Brewster went on to make a series of discoveries, sometimes in parallel with the likes of Etienne Louis Malus and Augustin Fresnel working in France. He was particularly engaged in the areas of the polarisation of light, of refraction and reflection, and the absorption of light. In 1812 he was awarded a degree by Marischal College, Aberdeen and in 1815 he was made a Fellow of the Royal Society of London. He also achieved considerable popular recognition through his invention (or, perhaps, rediscovery) of the kaleidoscope. He also made significant improvements to the stereoscope.

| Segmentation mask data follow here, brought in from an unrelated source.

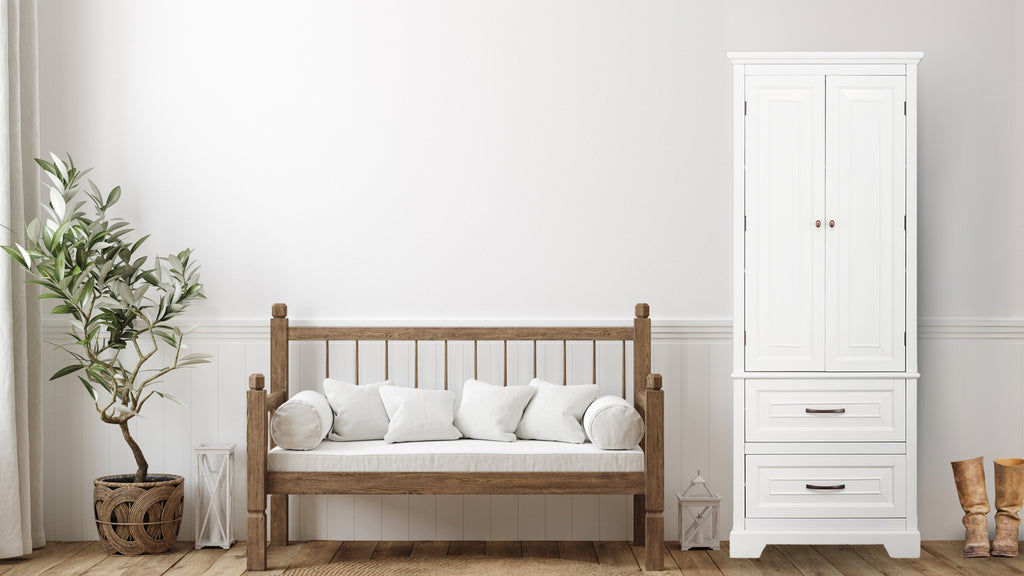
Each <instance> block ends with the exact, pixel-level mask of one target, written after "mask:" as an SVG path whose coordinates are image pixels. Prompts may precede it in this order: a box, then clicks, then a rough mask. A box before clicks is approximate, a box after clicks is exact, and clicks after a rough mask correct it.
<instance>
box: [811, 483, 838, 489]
mask: <svg viewBox="0 0 1024 576" xmlns="http://www.w3.org/2000/svg"><path fill="white" fill-rule="evenodd" d="M807 489H808V490H846V485H845V484H833V485H831V486H818V485H816V484H808V485H807Z"/></svg>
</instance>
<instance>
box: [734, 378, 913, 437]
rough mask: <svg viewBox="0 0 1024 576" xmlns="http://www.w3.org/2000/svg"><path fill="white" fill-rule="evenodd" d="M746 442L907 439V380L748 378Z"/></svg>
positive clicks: (746, 402)
mask: <svg viewBox="0 0 1024 576" xmlns="http://www.w3.org/2000/svg"><path fill="white" fill-rule="evenodd" d="M744 397H745V403H746V406H745V410H744V412H745V420H746V422H745V426H746V429H745V440H746V442H904V441H905V440H906V381H905V380H902V379H882V380H746V382H745V395H744Z"/></svg>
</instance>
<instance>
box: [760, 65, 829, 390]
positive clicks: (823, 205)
mask: <svg viewBox="0 0 1024 576" xmlns="http://www.w3.org/2000/svg"><path fill="white" fill-rule="evenodd" d="M745 92H746V106H748V114H746V118H745V123H744V131H745V150H744V153H745V164H746V170H745V210H746V232H745V235H744V243H745V246H744V254H745V261H744V268H745V279H744V282H745V283H746V288H745V293H746V301H745V311H744V313H745V314H744V318H745V326H744V330H745V331H746V346H745V359H744V360H745V369H746V370H749V371H766V370H787V371H794V370H822V369H824V276H823V270H824V269H823V266H824V228H823V227H822V228H817V227H816V225H815V221H816V220H820V219H821V218H823V217H824V216H823V214H824V77H821V76H818V77H808V76H795V77H784V76H783V77H779V76H772V77H756V76H755V77H748V78H746V85H745Z"/></svg>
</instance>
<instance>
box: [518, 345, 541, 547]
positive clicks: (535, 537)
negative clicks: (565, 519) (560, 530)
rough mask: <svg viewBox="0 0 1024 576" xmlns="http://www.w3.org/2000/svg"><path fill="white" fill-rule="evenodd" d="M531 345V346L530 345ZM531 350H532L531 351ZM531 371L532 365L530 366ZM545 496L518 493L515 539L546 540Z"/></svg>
mask: <svg viewBox="0 0 1024 576" xmlns="http://www.w3.org/2000/svg"><path fill="white" fill-rule="evenodd" d="M531 347H532V346H531ZM531 352H532V351H531ZM530 372H532V367H530ZM546 502H547V500H546V497H545V496H540V495H537V494H526V495H520V496H519V499H518V500H517V501H516V504H517V505H518V506H519V509H518V520H519V533H518V536H517V537H516V538H514V539H515V540H546V539H547V530H546V524H547V523H546V519H545V515H544V510H545V507H546V505H547V504H546Z"/></svg>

From 1799 Brewster became a regular contributor to the Edinburgh Magazine, and from 1807 he edited the Edinburgh Encyclopedia. He later worked with Robert Jameson on the Edinburgh Philosophical Journal and the Edinburgh Journal of Science. In 1831 he published a short biography of Sir Isaac Newton, before producing the definitive account of the great man's life over 20 years later in 1855. Brewster was instrumental in forming the British Association for the Advancement of Science, and it first met in 1831, the year in which he was knighted for his contribution to science.
Later in his life he served as President of the British Association; as one of the eight foreign associates of the Institute of France; and as Principal of the University of Edinburgh. He died in 1868.